ただし、以下のような場合は耳鼻科的評価を考慮します。
- 顔面痛、鼻閉、後鼻漏などの症状がある
- 反復する副鼻腔炎を伴う
- 病変が大きく、自然口周囲に影響している可能性がある
- 骨破壊、洞拡大、不整な造影効果を伴う
- 腫瘍性病変との鑑別が問題になる
- 歯科インプラントや上顎洞底挙上術など、歯科処置前の評価で問題になる
参考文献
- Bal M, Berkiten G, Uyanık E. Mucous retention cysts of the paranasal sinuses. Hippokratia. 2014.
- Hansen AG, Helvik AS, Nordgård S, et al. Incidental findings in MRI of the paranasal sinuses in adults. BMC Ear Nose Throat Disord. 2014.
- Ali AHA, et al. Incidental detection of paranasal sinuses abnormalities on CT imaging of the head in Saudi adult population. 2022.

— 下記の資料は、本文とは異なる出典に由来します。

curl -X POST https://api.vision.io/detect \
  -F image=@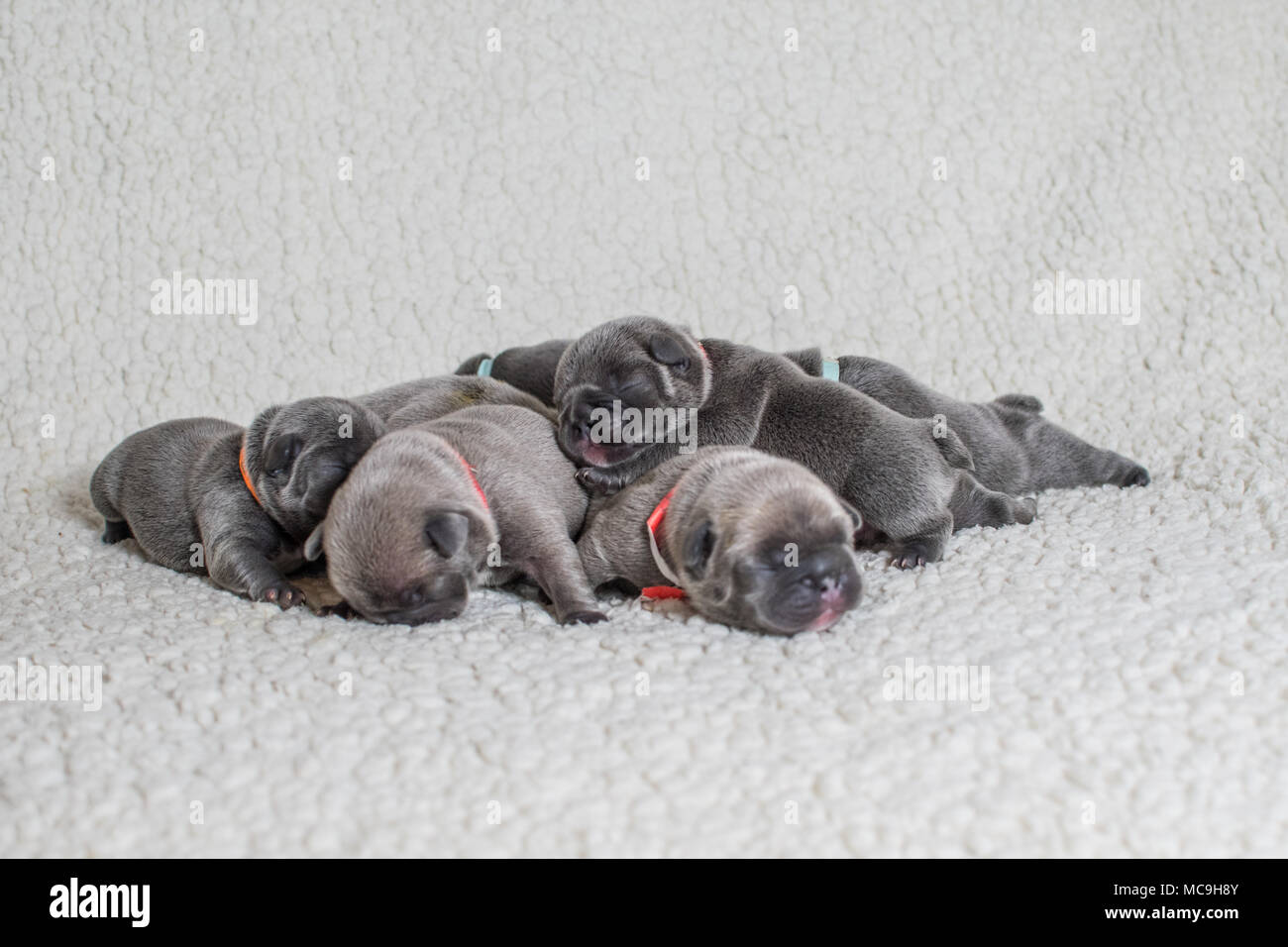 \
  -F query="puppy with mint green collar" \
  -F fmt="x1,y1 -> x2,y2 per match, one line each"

555,316 -> 1035,569
786,348 -> 1149,493
456,339 -> 1149,494
456,339 -> 571,404
577,447 -> 862,635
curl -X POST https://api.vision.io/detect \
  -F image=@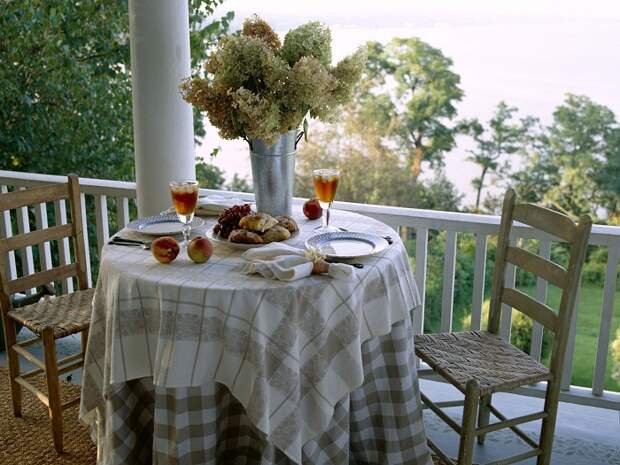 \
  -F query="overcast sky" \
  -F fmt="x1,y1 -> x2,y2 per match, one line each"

199,0 -> 620,204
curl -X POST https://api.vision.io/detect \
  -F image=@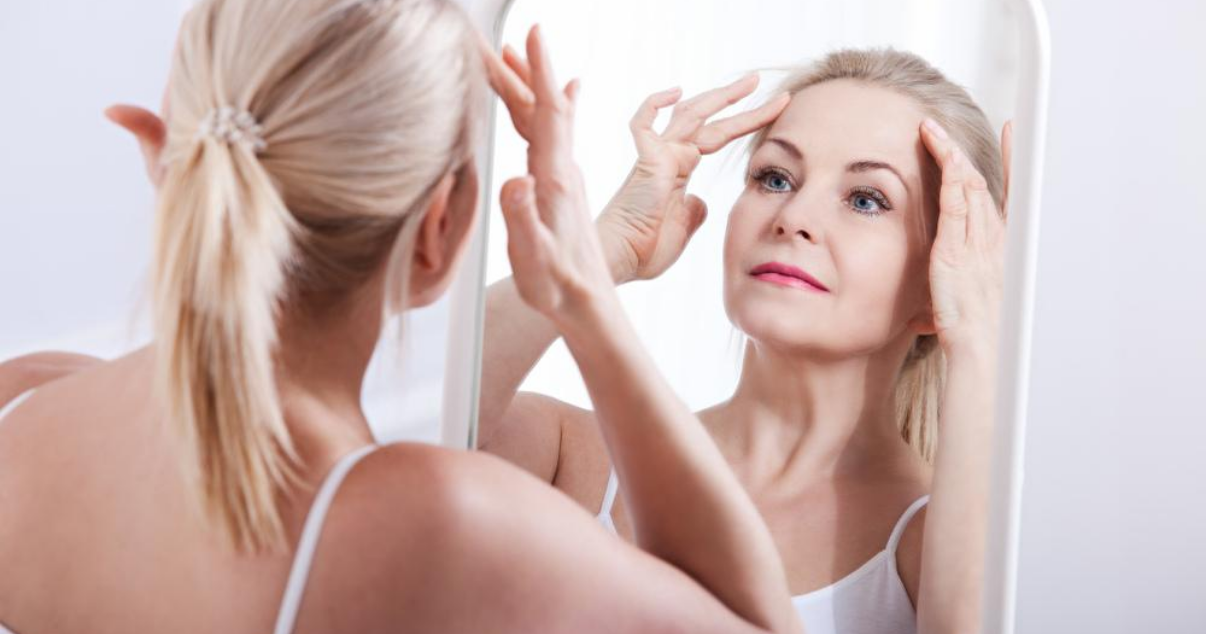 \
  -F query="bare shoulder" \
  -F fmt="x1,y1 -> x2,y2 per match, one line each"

0,351 -> 104,407
299,444 -> 595,632
479,392 -> 601,493
298,444 -> 742,633
896,494 -> 929,609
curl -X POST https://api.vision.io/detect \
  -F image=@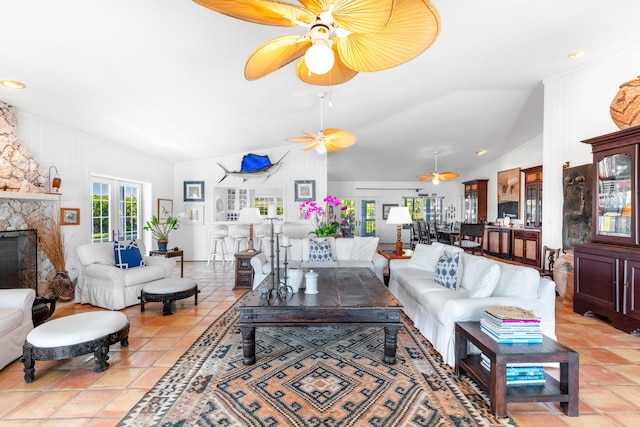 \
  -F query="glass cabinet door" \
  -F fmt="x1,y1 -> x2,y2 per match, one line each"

593,149 -> 636,243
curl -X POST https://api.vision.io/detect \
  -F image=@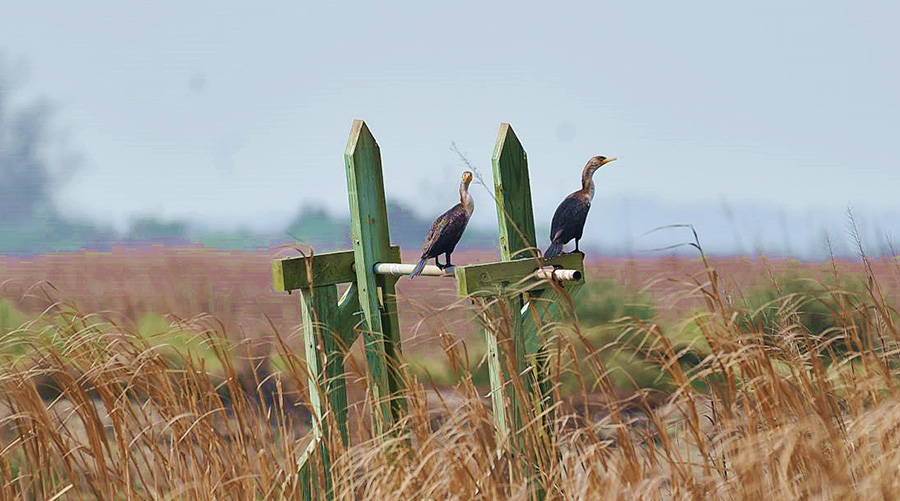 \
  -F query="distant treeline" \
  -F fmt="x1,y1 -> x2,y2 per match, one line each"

- Orlandi RR, et al. Sinus Radiological Findings in General Asymptomatic Populations: A Systematic Review. Otolaryngol Head Neck Surg. 2021.
- Radiopaedia. Paranasal sinus retention cyst.